Ehemalige Lugauer Kirchschule | Foto: W. Frech

Diese „Kirchschulen“ sind aus früheren Jahrhunderten teilweise bis heute erhalten. Die Gebäude wurden ursprünglich wohl im 16. Jahrhundert errichtet und dann wiederholt erneuert oder neu errichtet - aber fast immer an der gleichen Stelle. Die erste Schule in Erlbach war die Kirchschule im jetzigen Wohnhaus neben der Erlbacher Kirche. Den Kirchenbüchern ist zu entnehmen, dass es ein Schulhaus mit einem Schulmeister schon 1579 gab. In dieser Schule, bestehend aus einem Klassenzimmer und einer Lehrerwohnung, wurde bis 1900 unterrichtet. Auch in Kirchberg und Ursprung standen die Kirchschulen gleich neben dem Pfarrhaus. In Lugau wurde Mitte des 19. Jahrhunderts eine neue, moderne Kirchschule errichtet – nur wenige Schritte vom Pfarrhaus entfernt.

Landwirtschaft, Handwerk und Gewerbe
Ehemalige Schmiede Erlbach | Foto: W. Frech
Ehemalige Schmiede Erlbach | Foto: W. Frech

Im Mittelalter lebten die Menschen in den Dörfern fast ausschließlich von der Landwirtschaft. Es gab nur wenige Handwerker, die für das Leben auf dem Dorf unverzichtbar waren. Fast jedes Dorf besaß eine oder mehrere Mühlen und eine Schmiede. Dazu kamen vielleicht Zimmerleute bzw. Stellmacher und Bäcker. Manchmal war mit der Mühle eine Bäckerei verbunden. So ist es z.B. aus jüngerer Zeit für die Ursprunger Mühle (die spätere Kupfermühle) und noch am Beginn des 20. Jahrhunderts für die Lugauer Mühle (am unteren Ortsende) bezeugt. In Ursprung gab es zeitweise sogar eine Windmühle, die an der Pflockenstraße stand.

Im 16. Jahrhundert änderte sich das. Zwischen den Bauernhöfen entstanden Gartenwirtschaften und die noch kleineren Häusleranwesen. Diese Gebäude – inzwischen immer wieder erneuert bzw. neu gebaut - prägen neben den Bauerngütern bis heute die dörflichen Gebiete in Ursprung, Kirchberg, Erlbach und Niederlugau.

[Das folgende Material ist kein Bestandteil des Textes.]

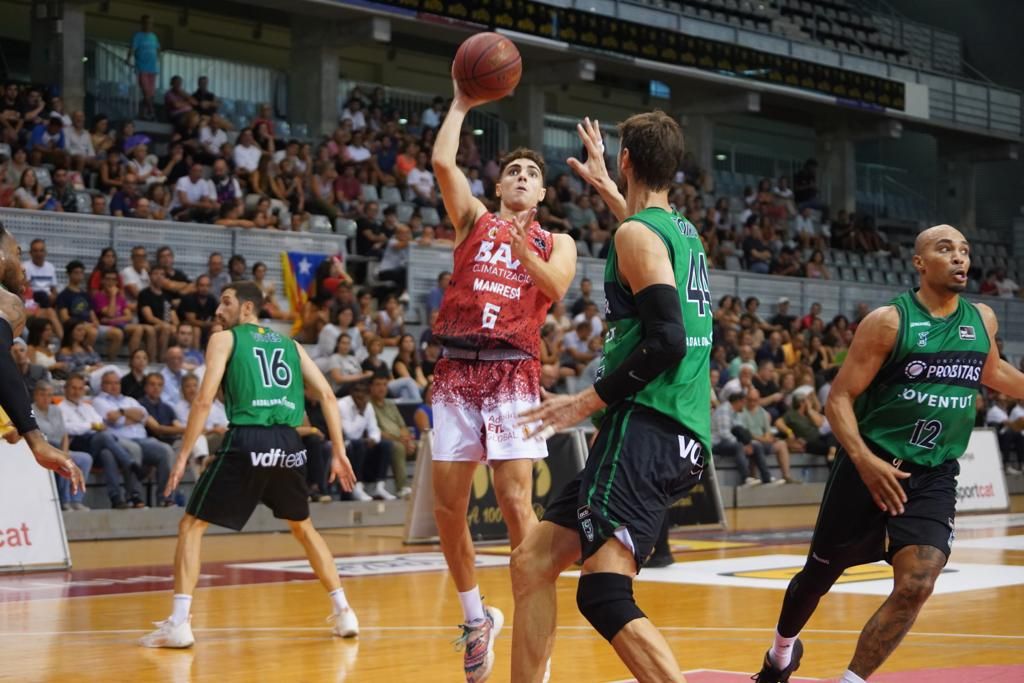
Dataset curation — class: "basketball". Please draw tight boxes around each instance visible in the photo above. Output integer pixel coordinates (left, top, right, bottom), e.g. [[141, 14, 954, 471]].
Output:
[[452, 32, 522, 101]]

Die Grundstücke waren so klein, dass ihre Besitzer ganz oder teilweise von einem Handwerk leben mussten. Sie produzierten nicht mehr für den Eigenbedarf des Dorfes, sondern für den Markt. Im Erzgebirge und seinem Vorland arbeiteten diese Handwerker vor allem als Leinenweber. So zeigen die Steuerlisten von Lugau in der Mitte des 16. Jahrhunderts ein starkes Ansteigen der Zahl der Gartenwirtschaften und damit der dörflichen Handwerker. Die neuen Anwesen wurden zwischen den Bauerngütern angelegt, in Lugau auch an dem steilen Weg, der das Dorf im Tal mit der Hochebene verband.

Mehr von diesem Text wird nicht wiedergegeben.